Dijkstra’s algorithm to compute the shortest paths from a given source vertex s in O ((V+E) log W) time

Question

G (V, E) is a weighted, directed graph with non negative weight function W : E -> {0, 1, 2, 3, 4... W } where W is any non negative integer. I want to modify the Dijkstra's algorithm to compute the shortest paths from a given source vertex s in O ((V+E) log W) time.

Answer 1

Let's take a standard Dijkstra's algorithm with a priority queue and change it a little bit:

1. We'll have a map from an int (a distance) to a vector to keep all vertices with the given distance.

2. We'll pop the element from the first vector to get the current vertex at each iteration and delete a key if the vector becomes empty.

3. We'll push an element to a corresponding vector when we add it to the queue.

There are at most W + 1 different keys in the map at any point. Why? Let v be the current vertex and d[v] be its distance. All keys less than d[v] were deleted. Any undiscovered vertex is not in the map.
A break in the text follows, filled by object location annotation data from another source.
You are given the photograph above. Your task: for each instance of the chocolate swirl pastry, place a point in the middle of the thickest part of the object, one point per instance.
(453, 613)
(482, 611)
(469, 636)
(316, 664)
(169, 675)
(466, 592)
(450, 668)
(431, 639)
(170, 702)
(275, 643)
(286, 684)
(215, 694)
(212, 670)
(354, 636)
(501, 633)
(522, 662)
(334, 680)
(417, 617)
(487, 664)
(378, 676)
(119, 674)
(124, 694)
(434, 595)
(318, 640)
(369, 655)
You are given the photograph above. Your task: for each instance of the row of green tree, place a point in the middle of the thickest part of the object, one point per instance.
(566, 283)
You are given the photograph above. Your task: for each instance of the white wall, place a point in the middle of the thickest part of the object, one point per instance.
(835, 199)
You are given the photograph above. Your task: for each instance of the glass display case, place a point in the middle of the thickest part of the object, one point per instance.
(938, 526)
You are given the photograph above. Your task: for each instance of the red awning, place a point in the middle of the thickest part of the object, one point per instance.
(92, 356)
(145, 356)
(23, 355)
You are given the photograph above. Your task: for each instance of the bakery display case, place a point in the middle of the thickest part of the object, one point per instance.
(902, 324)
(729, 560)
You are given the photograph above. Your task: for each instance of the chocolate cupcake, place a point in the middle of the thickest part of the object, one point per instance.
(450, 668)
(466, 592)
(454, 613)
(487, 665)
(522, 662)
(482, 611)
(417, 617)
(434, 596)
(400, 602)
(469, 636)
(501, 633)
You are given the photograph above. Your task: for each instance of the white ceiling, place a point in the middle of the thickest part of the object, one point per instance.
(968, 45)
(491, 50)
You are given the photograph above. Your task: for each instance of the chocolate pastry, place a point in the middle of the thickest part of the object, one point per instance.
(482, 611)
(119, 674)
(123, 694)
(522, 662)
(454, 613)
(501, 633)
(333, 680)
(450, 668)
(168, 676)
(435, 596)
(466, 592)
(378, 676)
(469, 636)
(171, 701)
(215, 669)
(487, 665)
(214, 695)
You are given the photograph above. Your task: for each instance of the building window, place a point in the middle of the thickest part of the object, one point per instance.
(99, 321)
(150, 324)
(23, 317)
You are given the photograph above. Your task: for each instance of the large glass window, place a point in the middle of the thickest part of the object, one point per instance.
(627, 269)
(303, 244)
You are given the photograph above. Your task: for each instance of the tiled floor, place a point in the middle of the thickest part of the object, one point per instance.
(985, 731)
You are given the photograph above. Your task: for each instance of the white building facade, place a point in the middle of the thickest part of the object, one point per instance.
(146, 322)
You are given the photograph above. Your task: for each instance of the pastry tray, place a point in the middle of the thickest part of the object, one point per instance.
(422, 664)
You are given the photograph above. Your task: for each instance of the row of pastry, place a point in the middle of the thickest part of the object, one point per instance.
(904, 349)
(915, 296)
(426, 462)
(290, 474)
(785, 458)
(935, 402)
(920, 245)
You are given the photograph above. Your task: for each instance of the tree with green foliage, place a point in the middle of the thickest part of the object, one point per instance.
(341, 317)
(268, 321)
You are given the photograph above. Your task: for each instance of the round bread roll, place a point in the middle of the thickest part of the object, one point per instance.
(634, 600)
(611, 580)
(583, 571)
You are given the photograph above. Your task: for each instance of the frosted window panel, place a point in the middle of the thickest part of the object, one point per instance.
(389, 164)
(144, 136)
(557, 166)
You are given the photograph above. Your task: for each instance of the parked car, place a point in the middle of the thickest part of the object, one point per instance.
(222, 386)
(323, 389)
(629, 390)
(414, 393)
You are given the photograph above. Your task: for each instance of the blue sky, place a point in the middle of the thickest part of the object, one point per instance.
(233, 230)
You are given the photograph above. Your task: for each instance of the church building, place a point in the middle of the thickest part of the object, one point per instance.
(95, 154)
For any discovered vertex u d[u] <= d[v] + max_edge_lenght = d[v] + W . Thus, any key in the map must be in the [d[v], d[v] + W] range.

The size of the map is O(W) so every operation with works in O(log W) time (pushing/popping an element from the vector is O(1) ).

Of course, it's useful only as long as W is relatively small (otherwise, you can go with a standard O((V + E) log V) implementation).